- Born: 14 June 1906 Łódź, Partitioned Poland
- Died: 5 March 1989 (aged 82) Warsaw, Poland
- Education: University of Warsaw
- Occupation: Interniist
- Honours: Righteous Among the Nations

= Michał Lityński =

Polish physician (1906–1989)

Michał Lityński (14 June 1906 - 5 March 1989) was a Polish physician and righteous Among the Nations. According to Eugeniusz Józef Kucharz, in 1953, two years before Jerome W. Conn, he authored the first description primary aldosteronism.

== Biography ==
He studied medicine at the University of Warsaw in the years 1925-1931 as an officer cadet of the Military Medical Center (Centrum Wyszkolenia Sanitarnego). He completed his internship in Warsaw. Since November 1932 till March 1936 he worked as a military physician in Toruń. In 1936 he became the head of the internal medicine department in the Military Medical Center in Warsaw. After the outbreak of World War II he became the Military Hospital commander in Garwolin, then he came back to Warsaw and took his old position.

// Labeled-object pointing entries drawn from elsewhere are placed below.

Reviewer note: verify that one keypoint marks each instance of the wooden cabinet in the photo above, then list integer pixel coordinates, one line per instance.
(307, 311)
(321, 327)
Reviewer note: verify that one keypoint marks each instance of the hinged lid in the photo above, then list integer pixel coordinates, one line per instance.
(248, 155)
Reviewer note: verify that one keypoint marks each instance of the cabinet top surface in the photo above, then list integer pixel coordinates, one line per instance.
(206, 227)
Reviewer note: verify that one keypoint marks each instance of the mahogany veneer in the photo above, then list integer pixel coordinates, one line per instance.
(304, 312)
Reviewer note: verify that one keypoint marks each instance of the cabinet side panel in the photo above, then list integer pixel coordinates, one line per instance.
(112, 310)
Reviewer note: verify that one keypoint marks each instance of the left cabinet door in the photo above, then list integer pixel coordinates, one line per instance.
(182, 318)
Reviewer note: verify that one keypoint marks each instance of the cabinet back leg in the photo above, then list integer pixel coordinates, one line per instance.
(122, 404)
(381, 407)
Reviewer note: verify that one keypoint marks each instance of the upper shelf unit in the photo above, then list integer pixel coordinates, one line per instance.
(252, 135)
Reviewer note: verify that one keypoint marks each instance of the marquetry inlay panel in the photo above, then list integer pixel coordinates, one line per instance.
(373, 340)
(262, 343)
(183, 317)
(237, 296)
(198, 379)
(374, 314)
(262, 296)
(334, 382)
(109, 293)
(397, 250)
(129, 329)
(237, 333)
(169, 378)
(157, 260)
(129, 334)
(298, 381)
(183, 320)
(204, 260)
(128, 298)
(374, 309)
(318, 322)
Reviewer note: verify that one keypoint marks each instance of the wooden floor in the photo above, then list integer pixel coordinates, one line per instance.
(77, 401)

He joined the Home Army. On his department he hid wounded resistants and Jews escaped from the Warsaw Ghetto. During the Warsaw Uprising he organized an infirmary in the city centre, then he treated partisans in Puszcza Mariańska. After the war he worked shortly in Gdańsk, in 1946 he came back to Warsaw and became the head of the tuberculosis institute in the Szpital Wolski.

In 1986 he was bestowed the title of "Righteous Among the Nations".